Optionally, the BSR procedure specifically includes:

for each of the packets, maintaining a BSR-related timer for the packet;

and for each group, independently judging whether the logic channel corresponding to the group meets the triggering condition of the Sildelink BSR.

Optionally, the BSR procedure further includes organizing the Sidelink BSR MAC CE in one of the following ways:

carrying corresponding buffer area state information of all groups for the Sidelink BSR MAC CE triggered by any group;

and reporting the Sidelink BSR MAC CEs triggered by different groups independently, and distinguishing the groups corresponding to the Sidelink BSR MAC CEs through physical resources used by the Sidelink BSR MAC CEs on a Uu interface or through Logical Channel Identifiers (LCIDs) of media access control MAC subheaders corresponding to the Sidelink BSR MAC CEs.

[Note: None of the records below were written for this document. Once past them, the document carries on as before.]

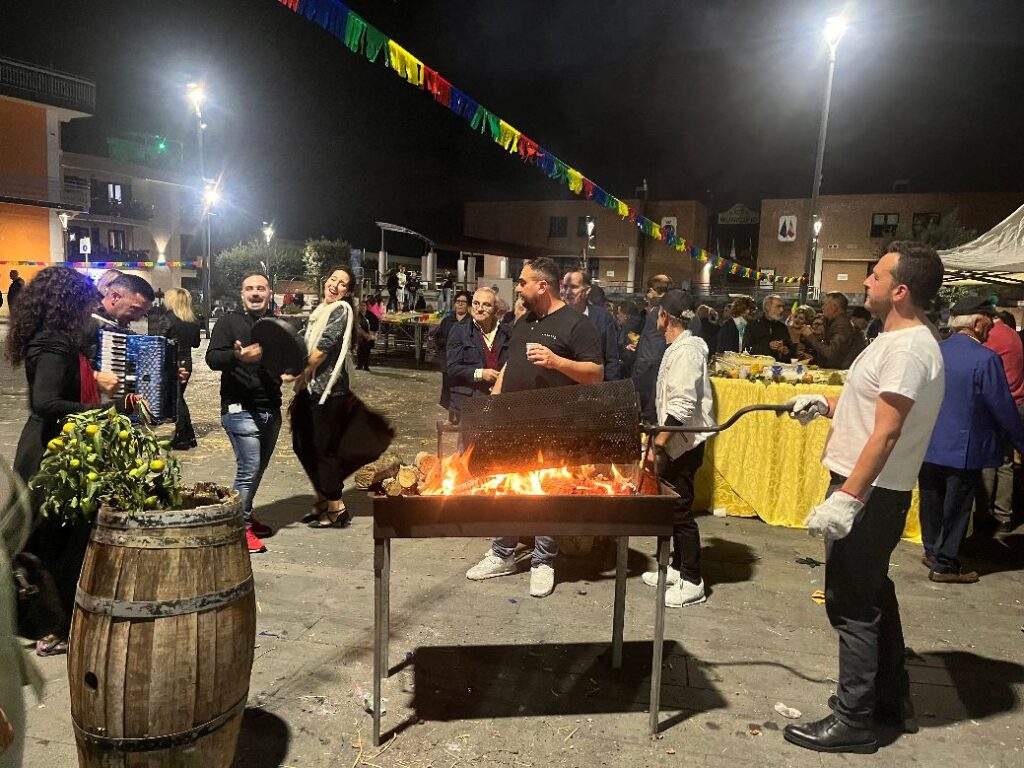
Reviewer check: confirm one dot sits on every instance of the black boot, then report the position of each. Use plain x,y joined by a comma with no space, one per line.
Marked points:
832,734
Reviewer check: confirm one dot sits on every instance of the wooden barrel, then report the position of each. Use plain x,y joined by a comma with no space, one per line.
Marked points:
162,637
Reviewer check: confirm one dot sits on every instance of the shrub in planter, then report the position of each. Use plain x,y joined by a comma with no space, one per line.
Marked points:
101,457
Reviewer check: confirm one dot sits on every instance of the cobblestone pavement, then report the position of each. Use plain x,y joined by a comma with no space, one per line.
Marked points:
491,677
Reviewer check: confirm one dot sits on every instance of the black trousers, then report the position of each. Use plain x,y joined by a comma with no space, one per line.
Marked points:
183,431
315,431
946,500
363,353
685,535
860,600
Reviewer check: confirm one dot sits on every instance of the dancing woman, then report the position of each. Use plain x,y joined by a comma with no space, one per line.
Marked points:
322,404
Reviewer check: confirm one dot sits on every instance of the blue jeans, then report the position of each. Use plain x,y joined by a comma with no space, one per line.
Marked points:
545,549
253,435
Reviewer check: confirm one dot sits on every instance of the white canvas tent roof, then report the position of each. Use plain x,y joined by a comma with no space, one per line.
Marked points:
996,256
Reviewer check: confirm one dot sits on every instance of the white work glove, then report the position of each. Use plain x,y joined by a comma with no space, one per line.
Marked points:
835,516
807,408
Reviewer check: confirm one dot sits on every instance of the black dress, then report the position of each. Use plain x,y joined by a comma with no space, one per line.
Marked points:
186,335
51,366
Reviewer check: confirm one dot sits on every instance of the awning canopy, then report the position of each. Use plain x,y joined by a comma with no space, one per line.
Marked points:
1000,250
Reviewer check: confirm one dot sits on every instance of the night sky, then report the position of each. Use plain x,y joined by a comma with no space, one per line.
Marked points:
718,100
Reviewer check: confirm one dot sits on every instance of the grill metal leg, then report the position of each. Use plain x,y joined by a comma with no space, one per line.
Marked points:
655,670
382,557
619,616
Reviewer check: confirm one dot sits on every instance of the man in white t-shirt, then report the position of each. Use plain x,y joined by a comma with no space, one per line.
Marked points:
881,428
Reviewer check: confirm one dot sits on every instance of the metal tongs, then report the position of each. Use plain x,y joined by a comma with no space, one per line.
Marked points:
652,429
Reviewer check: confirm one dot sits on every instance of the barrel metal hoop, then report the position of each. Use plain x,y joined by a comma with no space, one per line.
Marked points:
161,608
168,518
158,540
153,743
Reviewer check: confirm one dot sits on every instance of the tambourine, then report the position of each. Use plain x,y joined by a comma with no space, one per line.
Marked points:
284,347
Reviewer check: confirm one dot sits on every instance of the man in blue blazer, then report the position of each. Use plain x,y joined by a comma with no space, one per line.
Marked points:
476,350
576,292
977,412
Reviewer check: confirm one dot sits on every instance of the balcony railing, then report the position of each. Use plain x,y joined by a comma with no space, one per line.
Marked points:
46,86
47,192
131,209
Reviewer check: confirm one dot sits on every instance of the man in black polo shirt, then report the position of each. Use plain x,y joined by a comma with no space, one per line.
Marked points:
551,346
250,397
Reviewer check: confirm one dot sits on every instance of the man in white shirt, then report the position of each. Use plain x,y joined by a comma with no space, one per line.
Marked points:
881,428
683,398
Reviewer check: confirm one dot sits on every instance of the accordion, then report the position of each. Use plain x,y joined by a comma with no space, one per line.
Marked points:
144,366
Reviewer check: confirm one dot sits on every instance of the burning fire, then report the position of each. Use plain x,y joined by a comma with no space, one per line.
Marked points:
451,476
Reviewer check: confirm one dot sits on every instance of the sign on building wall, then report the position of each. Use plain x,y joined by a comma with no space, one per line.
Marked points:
738,215
786,228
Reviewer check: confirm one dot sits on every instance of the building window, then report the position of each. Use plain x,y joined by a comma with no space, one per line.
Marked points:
558,226
922,221
884,224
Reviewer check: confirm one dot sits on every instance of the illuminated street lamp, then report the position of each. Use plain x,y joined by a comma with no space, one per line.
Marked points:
835,30
268,236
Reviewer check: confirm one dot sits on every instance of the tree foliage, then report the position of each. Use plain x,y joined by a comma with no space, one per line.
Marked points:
282,260
322,253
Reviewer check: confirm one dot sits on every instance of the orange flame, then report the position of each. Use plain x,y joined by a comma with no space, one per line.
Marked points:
451,476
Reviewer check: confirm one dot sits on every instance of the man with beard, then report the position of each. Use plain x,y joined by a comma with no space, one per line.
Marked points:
768,335
250,397
476,350
576,293
882,424
552,345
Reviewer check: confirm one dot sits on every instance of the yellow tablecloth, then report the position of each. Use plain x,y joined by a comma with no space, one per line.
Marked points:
765,465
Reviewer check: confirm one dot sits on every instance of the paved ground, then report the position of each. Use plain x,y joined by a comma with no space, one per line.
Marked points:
491,677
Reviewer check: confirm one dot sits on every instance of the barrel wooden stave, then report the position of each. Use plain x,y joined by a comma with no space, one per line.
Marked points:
165,675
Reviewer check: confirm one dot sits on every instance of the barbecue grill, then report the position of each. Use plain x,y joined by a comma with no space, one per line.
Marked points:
524,431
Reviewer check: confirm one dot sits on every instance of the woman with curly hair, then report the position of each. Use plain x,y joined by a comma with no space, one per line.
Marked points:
45,335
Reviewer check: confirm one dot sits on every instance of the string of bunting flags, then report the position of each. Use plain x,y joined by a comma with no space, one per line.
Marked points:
361,37
108,264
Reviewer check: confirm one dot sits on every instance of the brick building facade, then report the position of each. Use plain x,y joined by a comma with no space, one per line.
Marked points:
856,227
560,225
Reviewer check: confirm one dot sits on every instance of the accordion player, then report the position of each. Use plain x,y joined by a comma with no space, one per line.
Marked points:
145,366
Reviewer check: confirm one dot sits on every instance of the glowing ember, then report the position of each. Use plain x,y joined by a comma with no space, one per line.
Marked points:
451,476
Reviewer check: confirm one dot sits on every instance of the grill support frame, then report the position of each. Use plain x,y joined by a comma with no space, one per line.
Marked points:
472,516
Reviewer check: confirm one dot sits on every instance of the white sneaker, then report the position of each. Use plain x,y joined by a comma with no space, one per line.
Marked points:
650,578
492,565
684,593
542,581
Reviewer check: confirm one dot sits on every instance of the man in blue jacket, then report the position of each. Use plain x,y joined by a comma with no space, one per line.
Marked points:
576,292
976,412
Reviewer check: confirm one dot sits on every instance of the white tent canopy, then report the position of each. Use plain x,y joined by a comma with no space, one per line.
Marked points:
997,253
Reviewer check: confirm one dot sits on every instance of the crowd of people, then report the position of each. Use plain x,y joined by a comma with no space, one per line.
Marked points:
911,412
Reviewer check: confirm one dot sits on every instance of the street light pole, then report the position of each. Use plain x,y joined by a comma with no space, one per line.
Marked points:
197,94
835,29
268,236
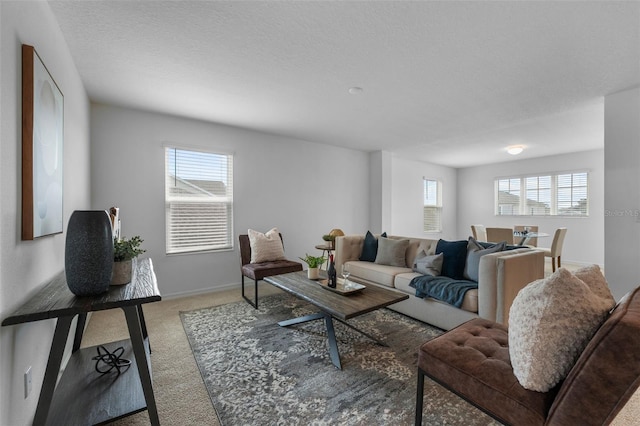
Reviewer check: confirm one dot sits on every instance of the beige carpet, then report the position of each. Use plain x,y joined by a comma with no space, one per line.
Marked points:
180,393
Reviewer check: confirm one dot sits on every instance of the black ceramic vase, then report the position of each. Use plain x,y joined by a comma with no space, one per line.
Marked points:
88,256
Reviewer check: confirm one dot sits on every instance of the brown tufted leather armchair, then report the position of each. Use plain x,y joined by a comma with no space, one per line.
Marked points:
473,361
257,271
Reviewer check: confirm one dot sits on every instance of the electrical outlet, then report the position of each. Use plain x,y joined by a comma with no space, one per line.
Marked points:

Optionally, the sildelink BSR MAC CE triggered by any packet carries corresponding buffer status information of all packets, and specifically includes:

adding bitmap in the Sidelink BSR MAC CE to indicate which grouped buffer area state information the Sidelink BSR MAC CE carries;

or, adding indication information in the MAC subheader corresponding to the Sidelink BSR MAC CE to indicate which packets of buffer status information the Sidelink BSR MAC CE carries.

Optionally, the SR process specifically includes:

configuring a plurality of sets of SR resources for each group;

for each group, when the logic channel corresponding to the group meets the Regular BSR triggering condition, SR triggering judgment is carried out;

for each packet, if the SR is triggered, an SR resource is selected from among SR resources corresponding to the packet.

Optionally, the Sidelink resource allocation procedure specifically includes:

and sending a Sidelink resource allocation scheduling signaling through a Uu interface, wherein the Sidelink resource allocation scheduling signaling carries grouping indication information and is used for indicating a grouping identifier or a Radio Access Technology (RAT) identifier corresponding to the Sidelink resource allocation.

Alternatively,

indicating the grouping identification or RAT identification through different Silelink wireless network temporary identifications;

the physical downlink shared channel resource indicated by the Sidelink scheduling signaling or the Sidelink scheduling signaling carries the grouping identifier or the RAT identifier;

and indicating the grouping identification or the RAT identification through the allocated Sidelink physical resource or a transmission carrier.

Optionally, when the resource allocation mode is a terminal self-selected resource allocation mode, the direct communication interface resource allocation related process is independently performed on each packet, specifically including one or a combination of the following processes:

and aiming at each group, determining the radio access technology corresponding to the group, and selecting the transmission resource from the resource pool corresponding to the radio access technology corresponding to the group.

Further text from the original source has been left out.